Dr. Claes Ohlsson (University of Gothenburg, Sweden) and colleagues in their paper stated that the association remains even after adjustment for traditional cardiovascular risk factors and excluding those with CVD at baseline.
Senior author Dr. Asa Tivesten (University of Gothenburg) stated that, "This paper is an important start, because previously data have been inconsistent about whether there is an association between serum testosterone and CVD events or not. We now know there is an association, but we don't know what is causing it."
Ohlsson and colleagues analyzed baseline levels of testosterone in 2416 men aged 69 to 81 years who were participating in the prospective, population-based Osteoporotic Fractures in Men Study (MrOS). They also measured sex-hormone-binding globulin (SHBG) and obtained cardiovascular clinical outcomes from central Swedish registries.
This paper is an important start, because previously data have been inconsistent about whether there is an association between serum testosterone and CVD events or not.
Over a median of five years of follow-up, there were 485 fatal and nonfatal cardiovascular events, and both total testosterone and SHBG levels were inversely associated with risk of CV events (trend over quartiles p=0.009 and p=0.012, respectively).
Tivesten said initially they used quartile 1 (i.e., the lowest levels of serum testosterone) as a reference and compared events in this group with those in quartiles 2, 3, and 4. However, they saw no significant difference in the number of CV events between the first three quartiles.
But men in the highest quartile of testosterone (>550 ng/dL) had a lower risk of CV events compared with men in the lower three quartiles (hazard ratio 0.70; p=0.002). This association remained when the first 2.6 years of follow-up were excluded -- in order to rule out any effect of baseline (subacute) disease -- and was only slightly attenuated after adjustment for confounding factors (HR 0.77; p=0.032).
In models that included testosterone and SHBG, testosterone, but not SHBG, predicted risk.

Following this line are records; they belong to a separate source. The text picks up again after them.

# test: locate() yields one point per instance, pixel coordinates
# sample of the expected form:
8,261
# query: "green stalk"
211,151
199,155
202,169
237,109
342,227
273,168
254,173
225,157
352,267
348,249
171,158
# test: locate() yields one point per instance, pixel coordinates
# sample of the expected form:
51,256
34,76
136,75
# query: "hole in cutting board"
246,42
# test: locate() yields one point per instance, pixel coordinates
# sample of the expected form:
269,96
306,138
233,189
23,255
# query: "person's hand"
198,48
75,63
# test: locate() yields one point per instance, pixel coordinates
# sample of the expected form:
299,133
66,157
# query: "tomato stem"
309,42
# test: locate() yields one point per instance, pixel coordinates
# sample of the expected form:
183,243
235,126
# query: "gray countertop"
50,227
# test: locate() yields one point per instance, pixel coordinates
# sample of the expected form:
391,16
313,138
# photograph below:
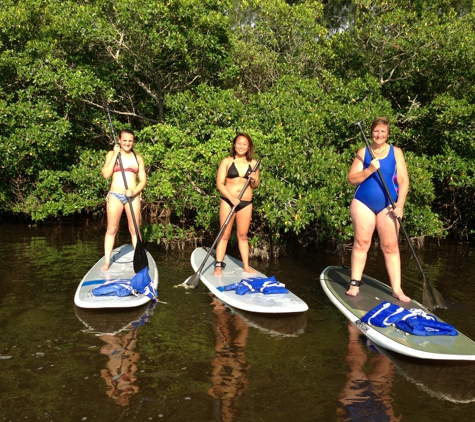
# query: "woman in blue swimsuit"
371,208
118,197
233,173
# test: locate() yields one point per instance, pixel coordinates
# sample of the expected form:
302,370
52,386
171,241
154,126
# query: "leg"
243,221
224,210
388,231
114,211
364,223
136,206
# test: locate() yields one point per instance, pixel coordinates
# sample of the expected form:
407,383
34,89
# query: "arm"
402,181
254,176
221,179
111,158
357,174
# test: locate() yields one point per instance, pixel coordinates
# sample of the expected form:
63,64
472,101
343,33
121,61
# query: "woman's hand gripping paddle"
193,281
140,255
431,298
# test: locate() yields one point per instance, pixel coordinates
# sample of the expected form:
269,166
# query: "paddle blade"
431,298
193,280
140,257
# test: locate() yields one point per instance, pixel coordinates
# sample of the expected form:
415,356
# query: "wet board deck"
121,268
233,273
335,282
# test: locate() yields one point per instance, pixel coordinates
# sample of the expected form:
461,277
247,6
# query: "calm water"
192,359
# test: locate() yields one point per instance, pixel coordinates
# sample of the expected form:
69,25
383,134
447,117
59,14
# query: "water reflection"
366,394
229,367
119,331
452,381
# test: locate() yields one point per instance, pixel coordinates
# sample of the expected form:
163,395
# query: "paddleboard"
233,273
274,325
335,282
121,268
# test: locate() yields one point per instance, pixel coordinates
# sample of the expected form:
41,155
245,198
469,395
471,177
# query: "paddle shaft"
392,202
228,218
139,246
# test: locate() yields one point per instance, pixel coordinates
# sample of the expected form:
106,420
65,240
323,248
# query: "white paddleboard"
121,268
336,281
233,273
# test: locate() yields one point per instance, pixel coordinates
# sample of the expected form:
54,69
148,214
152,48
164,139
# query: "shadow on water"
119,330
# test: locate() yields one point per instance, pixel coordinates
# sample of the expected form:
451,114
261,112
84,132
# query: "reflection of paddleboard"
121,268
233,273
335,282
113,321
452,381
275,325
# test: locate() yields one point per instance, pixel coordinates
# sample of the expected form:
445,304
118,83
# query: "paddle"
193,281
431,298
140,255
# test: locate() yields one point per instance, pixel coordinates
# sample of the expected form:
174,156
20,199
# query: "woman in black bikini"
118,197
233,173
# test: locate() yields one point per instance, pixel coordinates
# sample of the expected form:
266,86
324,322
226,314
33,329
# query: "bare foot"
402,297
353,291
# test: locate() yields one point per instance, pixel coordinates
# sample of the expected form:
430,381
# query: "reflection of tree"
121,368
366,395
229,367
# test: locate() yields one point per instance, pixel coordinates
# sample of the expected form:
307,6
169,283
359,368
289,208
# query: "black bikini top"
233,172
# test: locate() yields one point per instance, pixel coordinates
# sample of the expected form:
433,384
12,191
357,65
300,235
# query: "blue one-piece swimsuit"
371,192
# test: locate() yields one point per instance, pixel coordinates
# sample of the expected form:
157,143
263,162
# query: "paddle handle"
392,201
228,218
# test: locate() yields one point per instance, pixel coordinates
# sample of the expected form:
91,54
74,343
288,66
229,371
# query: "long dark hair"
250,151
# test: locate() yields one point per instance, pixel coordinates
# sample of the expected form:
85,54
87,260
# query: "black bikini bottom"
240,206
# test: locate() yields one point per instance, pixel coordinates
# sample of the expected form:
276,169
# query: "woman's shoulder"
397,151
227,160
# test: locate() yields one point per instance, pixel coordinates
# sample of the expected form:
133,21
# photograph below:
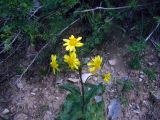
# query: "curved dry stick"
15,38
114,8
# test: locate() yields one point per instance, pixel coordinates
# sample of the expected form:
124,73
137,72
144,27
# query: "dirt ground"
40,98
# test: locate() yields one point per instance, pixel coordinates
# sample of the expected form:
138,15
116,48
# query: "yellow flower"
54,63
72,60
107,77
95,64
72,42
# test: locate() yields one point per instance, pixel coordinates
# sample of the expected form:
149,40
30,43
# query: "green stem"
82,87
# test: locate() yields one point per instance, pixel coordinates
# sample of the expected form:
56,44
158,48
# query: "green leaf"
72,88
90,92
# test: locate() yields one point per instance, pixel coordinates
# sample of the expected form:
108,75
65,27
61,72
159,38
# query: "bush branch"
114,8
44,47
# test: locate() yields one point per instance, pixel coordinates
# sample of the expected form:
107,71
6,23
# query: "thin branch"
148,37
35,11
3,60
45,46
114,8
15,38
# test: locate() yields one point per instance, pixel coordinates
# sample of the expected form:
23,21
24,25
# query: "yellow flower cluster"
72,60
107,77
54,63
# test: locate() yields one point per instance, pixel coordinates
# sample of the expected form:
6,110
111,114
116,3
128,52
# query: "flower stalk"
82,88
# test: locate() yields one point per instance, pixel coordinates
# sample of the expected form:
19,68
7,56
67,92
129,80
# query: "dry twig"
114,8
15,38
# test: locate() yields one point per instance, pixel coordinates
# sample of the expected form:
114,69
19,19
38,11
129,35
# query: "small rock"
32,93
5,111
85,76
98,99
114,109
112,62
74,80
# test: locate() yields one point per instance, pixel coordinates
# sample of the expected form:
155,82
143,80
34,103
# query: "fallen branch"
114,8
15,38
45,46
3,60
35,11
148,37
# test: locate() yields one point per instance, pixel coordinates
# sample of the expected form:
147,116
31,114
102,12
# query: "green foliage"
72,109
126,85
137,47
133,4
123,100
135,62
151,73
95,111
157,18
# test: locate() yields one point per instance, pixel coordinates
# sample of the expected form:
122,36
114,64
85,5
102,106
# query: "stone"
141,76
85,76
20,85
49,116
59,81
140,79
114,109
32,93
20,116
98,99
155,95
5,111
112,62
74,80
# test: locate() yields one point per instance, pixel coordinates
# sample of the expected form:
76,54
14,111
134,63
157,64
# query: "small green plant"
79,103
137,47
127,86
151,73
135,63
124,100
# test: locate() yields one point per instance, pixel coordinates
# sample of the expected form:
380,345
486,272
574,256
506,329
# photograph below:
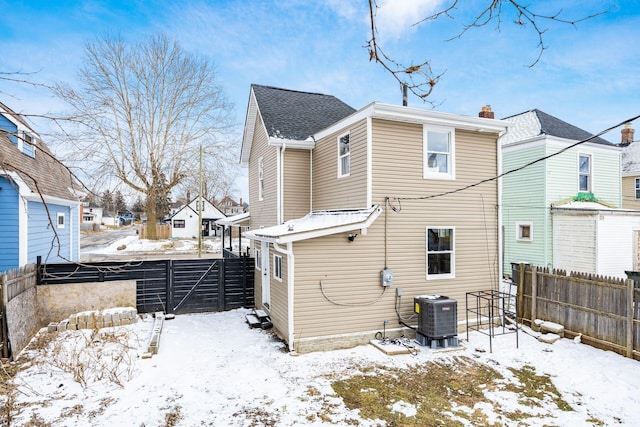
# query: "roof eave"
420,116
311,234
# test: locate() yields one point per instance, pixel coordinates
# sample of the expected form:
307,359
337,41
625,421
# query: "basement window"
440,253
524,231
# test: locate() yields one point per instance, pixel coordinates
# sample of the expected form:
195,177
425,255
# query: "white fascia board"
305,235
400,113
307,144
592,146
536,141
249,125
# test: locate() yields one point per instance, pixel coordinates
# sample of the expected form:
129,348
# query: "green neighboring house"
590,171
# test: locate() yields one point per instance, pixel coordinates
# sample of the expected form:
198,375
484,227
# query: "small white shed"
591,237
184,223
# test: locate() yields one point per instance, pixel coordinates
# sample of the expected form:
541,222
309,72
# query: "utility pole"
200,208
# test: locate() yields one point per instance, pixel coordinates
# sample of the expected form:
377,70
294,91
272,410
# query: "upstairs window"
28,145
277,267
438,151
60,222
344,156
258,259
585,173
260,178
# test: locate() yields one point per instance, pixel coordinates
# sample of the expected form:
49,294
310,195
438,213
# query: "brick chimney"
486,112
627,134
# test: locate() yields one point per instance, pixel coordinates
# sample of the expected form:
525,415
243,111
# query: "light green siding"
523,200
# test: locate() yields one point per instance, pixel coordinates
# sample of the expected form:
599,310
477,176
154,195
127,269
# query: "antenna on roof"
404,94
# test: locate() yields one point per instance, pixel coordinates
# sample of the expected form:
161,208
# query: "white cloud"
395,18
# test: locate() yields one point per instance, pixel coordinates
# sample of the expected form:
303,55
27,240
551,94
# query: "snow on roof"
317,224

Tivesten says the research does not suggest that testosterone supplements should be used to try to prevent cardiovascular disease and that more work is required to investigate this, because one trial using high doses of exogenous testosterone in older men has actually shown an increase in cardiovascular events.
However, what is established, she says, is that men with testosterone deficiency should receive testosterone supplementation. But there is currently a debate as to what level of testosterone represents a true deficiency, so this is a gray area, she notes.
And in older men, she adds, the issue is confounded by the fact that testosterone levels decline naturally with age: "So should we regard all elderly men as testosterone deficient? Or just look at subgroups?"
Ohlsson C, Barrett-Connor E, Bhasin S, et al. High serum testosterone is associated with reduced risk of cardiovascular events in elderly men. The MrOS (osteoporotic fractures in men) Study in Sweden. J Am Coll Cardiol, Oct. 2011; 58:1674-1681.